Example: PostgreSQL provider
import { Pool } from 'pg';
import type { MemoryProvider, MemoryContext, MemoryUpdate } from '@ethosagent/types';
export class PostgresMemoryProvider implements MemoryProvider {
private pool: Pool;
constructor(connectionString: string) {
this.pool = new Pool({ connectionString });
}
async prefetch(sessionId: string, personality?: string): Promise<MemoryContext | null> {
const key = personality ? `${sessionId}:${personality}` : sessionId;
const res = await this.pool.query(
'SELECT project_memory, user_memory FROM memory WHERE key = $1',
[key],
);
if (res.rows.length === 0) return null;
return {
projectMemory: res.rows[0].project_memory ?? null,
userMemory: res.rows[0].user_memory ?? null,
};
}
async sync(sessionId: string, updates: MemoryUpdate[], personality?: string): Promise<void> {
const key = personality ? `${sessionId}:${personality}` : sessionId;
const current = await this.prefetch(sessionId, personality);
let projectMemory = current?.projectMemory ?? '';
for (const update of updates) {
if (update.action === 'add') {
projectMemory += '\n' + update.content;
} else if (update.action === 'replace') {
projectMemory = update.content;
} else if (update.action === 'remove') {
projectMemory = projectMemory
.split('\n')
.filter(line => !line.includes(update.substringMatch))
.join('\n');
}
}
await this.pool.query(
`INSERT INTO memory (key, project_memory) VALUES ($1, $2)

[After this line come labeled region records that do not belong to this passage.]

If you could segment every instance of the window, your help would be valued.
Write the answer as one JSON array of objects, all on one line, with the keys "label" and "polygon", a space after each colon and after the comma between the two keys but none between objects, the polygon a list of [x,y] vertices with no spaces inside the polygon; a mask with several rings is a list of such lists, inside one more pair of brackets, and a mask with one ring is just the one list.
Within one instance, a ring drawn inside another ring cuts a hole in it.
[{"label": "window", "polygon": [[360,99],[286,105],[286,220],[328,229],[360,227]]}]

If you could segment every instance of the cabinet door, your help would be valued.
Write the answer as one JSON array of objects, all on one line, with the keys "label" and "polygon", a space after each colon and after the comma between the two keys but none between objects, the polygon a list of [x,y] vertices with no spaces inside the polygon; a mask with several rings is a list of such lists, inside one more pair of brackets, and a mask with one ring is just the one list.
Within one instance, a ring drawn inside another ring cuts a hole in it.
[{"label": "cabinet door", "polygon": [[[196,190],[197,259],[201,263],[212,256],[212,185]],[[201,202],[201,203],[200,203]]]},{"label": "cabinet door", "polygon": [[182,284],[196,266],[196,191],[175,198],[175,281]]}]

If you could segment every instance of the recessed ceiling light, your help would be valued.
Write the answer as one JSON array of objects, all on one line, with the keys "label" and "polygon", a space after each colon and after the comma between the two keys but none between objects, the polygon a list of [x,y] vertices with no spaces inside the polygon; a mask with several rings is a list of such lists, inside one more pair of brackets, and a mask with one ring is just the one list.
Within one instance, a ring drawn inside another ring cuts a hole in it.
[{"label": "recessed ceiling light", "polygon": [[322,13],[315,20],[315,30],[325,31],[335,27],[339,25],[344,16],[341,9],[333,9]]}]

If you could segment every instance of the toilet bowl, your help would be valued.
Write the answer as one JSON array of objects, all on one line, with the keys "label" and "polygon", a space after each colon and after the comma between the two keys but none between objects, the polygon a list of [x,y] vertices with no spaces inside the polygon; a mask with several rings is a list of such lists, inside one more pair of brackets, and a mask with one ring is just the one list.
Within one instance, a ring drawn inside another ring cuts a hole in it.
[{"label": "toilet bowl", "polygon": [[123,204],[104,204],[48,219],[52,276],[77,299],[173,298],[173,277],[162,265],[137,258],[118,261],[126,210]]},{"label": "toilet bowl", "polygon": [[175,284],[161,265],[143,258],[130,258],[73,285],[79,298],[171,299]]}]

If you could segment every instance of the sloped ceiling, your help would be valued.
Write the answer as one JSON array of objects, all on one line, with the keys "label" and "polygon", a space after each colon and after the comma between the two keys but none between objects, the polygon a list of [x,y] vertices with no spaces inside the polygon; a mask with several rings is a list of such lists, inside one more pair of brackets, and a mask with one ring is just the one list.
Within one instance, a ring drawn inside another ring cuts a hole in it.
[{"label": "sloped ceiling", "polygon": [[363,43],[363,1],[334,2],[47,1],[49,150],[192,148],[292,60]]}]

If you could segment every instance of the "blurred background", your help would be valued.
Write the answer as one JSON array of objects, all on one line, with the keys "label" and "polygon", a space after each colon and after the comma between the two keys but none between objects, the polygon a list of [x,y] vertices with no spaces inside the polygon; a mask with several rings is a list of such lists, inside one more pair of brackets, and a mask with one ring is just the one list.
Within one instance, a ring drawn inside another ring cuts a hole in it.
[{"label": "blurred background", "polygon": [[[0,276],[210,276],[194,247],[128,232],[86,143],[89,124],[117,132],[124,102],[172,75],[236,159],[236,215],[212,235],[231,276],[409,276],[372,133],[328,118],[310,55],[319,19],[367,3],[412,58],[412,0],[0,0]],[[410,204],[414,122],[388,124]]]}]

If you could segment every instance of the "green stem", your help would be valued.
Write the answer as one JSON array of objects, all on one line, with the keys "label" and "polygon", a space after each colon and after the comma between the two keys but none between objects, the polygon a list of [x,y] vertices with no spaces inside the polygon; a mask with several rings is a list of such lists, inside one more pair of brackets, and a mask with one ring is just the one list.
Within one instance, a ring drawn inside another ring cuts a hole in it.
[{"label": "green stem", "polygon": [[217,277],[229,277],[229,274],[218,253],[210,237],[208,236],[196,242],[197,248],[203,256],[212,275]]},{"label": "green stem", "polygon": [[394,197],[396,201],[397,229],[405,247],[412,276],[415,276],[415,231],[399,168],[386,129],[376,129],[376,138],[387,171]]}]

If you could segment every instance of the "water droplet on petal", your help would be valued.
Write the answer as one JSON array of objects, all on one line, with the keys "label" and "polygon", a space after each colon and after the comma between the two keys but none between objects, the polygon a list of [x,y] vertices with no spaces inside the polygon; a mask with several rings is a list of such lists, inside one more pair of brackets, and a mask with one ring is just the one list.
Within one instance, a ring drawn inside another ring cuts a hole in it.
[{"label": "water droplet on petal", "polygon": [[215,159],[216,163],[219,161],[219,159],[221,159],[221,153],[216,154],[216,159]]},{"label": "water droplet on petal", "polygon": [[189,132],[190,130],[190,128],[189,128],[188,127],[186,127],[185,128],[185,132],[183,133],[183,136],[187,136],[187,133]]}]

ON CONFLICT (key) DO UPDATE SET project_memory = $2, updated_at = NOW()`,
[key, projectMemory.trim() || null],
);
}
}
Wiring it in
import { PostgresMemoryProvider } from './postgres-memory';
const loop = new AgentLoop({
...config,
memoryProvider: new PostgresMemoryProvider(process.env.DATABASE_URL!),
});
Memory scope and personality isolation
The personality argument in prefetch() and sync() supports the per-personality memory scope. When a personality has memoryScope: per-personality, the agent calls these methods with the personality ID — so each personality gets its own isolated memory bucket.
When memoryScope: global, the agent passes undefined for personality — all personalities share the same memory.

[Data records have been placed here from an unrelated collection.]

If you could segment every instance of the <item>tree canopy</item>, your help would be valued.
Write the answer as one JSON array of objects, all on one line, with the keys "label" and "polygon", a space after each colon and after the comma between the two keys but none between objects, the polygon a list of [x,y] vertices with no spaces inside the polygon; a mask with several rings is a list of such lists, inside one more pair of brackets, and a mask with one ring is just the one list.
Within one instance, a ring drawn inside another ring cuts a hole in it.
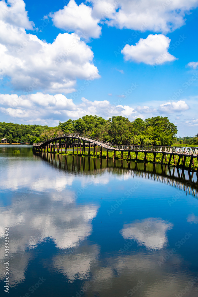
[{"label": "tree canopy", "polygon": [[9,143],[32,143],[64,133],[80,133],[102,138],[116,144],[170,145],[175,141],[177,127],[167,117],[136,119],[131,121],[121,116],[106,120],[86,115],[77,120],[59,122],[54,127],[37,125],[0,123],[0,136]]}]

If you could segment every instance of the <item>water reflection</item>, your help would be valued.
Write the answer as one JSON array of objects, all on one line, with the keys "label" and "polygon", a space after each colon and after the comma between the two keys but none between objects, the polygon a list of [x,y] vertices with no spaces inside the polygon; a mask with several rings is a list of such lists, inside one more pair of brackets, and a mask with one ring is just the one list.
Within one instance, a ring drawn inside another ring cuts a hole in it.
[{"label": "water reflection", "polygon": [[172,228],[172,224],[153,218],[125,224],[121,231],[125,239],[133,239],[148,249],[159,249],[167,243],[166,232]]},{"label": "water reflection", "polygon": [[[197,276],[195,174],[112,159],[23,157],[6,155],[1,176],[0,279],[9,227],[11,297],[43,277],[36,297],[173,297]],[[186,233],[192,235],[184,241]],[[198,283],[185,296],[197,296]]]},{"label": "water reflection", "polygon": [[34,157],[40,158],[59,170],[76,174],[88,174],[91,171],[101,174],[107,170],[117,174],[128,172],[143,178],[153,179],[169,184],[198,197],[198,180],[196,173],[182,170],[167,165],[128,162],[126,160],[99,159],[72,156],[64,156],[47,153],[36,153]]}]

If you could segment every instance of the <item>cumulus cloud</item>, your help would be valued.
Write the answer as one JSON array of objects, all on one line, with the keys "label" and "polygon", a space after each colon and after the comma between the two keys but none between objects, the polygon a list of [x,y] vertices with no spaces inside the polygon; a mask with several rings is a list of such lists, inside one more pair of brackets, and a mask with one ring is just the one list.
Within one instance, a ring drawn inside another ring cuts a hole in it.
[{"label": "cumulus cloud", "polygon": [[196,69],[198,66],[198,62],[190,62],[187,64],[187,66],[193,68],[194,69]]},{"label": "cumulus cloud", "polygon": [[135,45],[126,45],[121,53],[126,61],[159,65],[176,59],[168,52],[170,42],[170,39],[162,34],[150,34],[145,39],[140,38]]},{"label": "cumulus cloud", "polygon": [[[7,3],[4,0],[0,1],[1,26],[4,22],[10,24],[11,26],[32,30],[34,24],[33,22],[29,21],[28,17],[26,5],[23,0],[9,0]],[[4,33],[1,31],[1,33]]]},{"label": "cumulus cloud", "polygon": [[[97,114],[105,119],[114,116],[122,116],[134,120],[137,117],[145,119],[156,115],[158,113],[173,113],[187,110],[189,105],[185,101],[162,103],[152,102],[152,105],[132,107],[123,105],[118,101],[114,104],[107,100],[91,101],[83,97],[81,102],[74,103],[71,98],[62,94],[54,95],[37,92],[35,94],[18,96],[16,94],[0,94],[0,111],[11,118],[8,120],[20,119],[29,124],[56,125],[59,121],[68,119],[78,119],[86,115]],[[196,124],[196,120],[191,123]],[[188,125],[190,122],[186,122]]]},{"label": "cumulus cloud", "polygon": [[185,101],[179,100],[177,102],[167,102],[160,104],[159,111],[166,113],[184,111],[189,109],[189,107]]},{"label": "cumulus cloud", "polygon": [[[91,0],[93,12],[109,26],[167,33],[185,23],[185,15],[197,7],[197,0]],[[154,16],[154,17],[153,17]]]},{"label": "cumulus cloud", "polygon": [[138,106],[136,108],[136,110],[141,113],[151,113],[155,112],[157,110],[155,108],[152,108],[149,106],[145,105],[143,106]]},{"label": "cumulus cloud", "polygon": [[167,244],[166,233],[173,226],[163,220],[150,218],[125,225],[121,233],[125,239],[133,239],[148,249],[159,249]]},{"label": "cumulus cloud", "polygon": [[[32,25],[22,0],[17,2],[19,6],[12,2],[9,7],[0,3],[7,10],[0,14],[0,76],[9,78],[14,89],[71,92],[77,78],[99,77],[93,63],[93,52],[76,34],[59,34],[48,43],[26,33],[25,28],[31,29]],[[18,24],[10,19],[10,11],[13,18],[15,14],[23,16]]]},{"label": "cumulus cloud", "polygon": [[117,71],[118,71],[119,72],[120,72],[121,73],[122,73],[122,74],[124,74],[124,72],[123,70],[122,70],[122,69],[121,69],[120,70],[119,70],[119,69],[117,69],[117,68],[116,68],[115,70],[117,70]]},{"label": "cumulus cloud", "polygon": [[75,32],[85,39],[98,38],[101,28],[98,24],[100,20],[92,15],[92,8],[82,3],[78,6],[74,0],[70,0],[63,9],[50,15],[55,26],[69,32]]},{"label": "cumulus cloud", "polygon": [[187,124],[188,126],[198,126],[198,119],[193,119],[187,120],[186,121],[185,123]]}]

Your implementation decides what to do with the personality argument. The simplest approach is to use ${sessionId}:${personality} as the storage key when personality is present, and just sessionId when it's not.
Vector memory
For semantic search over long conversation histories, a vector store provider looks like:
async prefetch(sessionId: string): Promise<MemoryContext | null> {
// Embed the current turn's likely query (passed via sessionId convention or ctx)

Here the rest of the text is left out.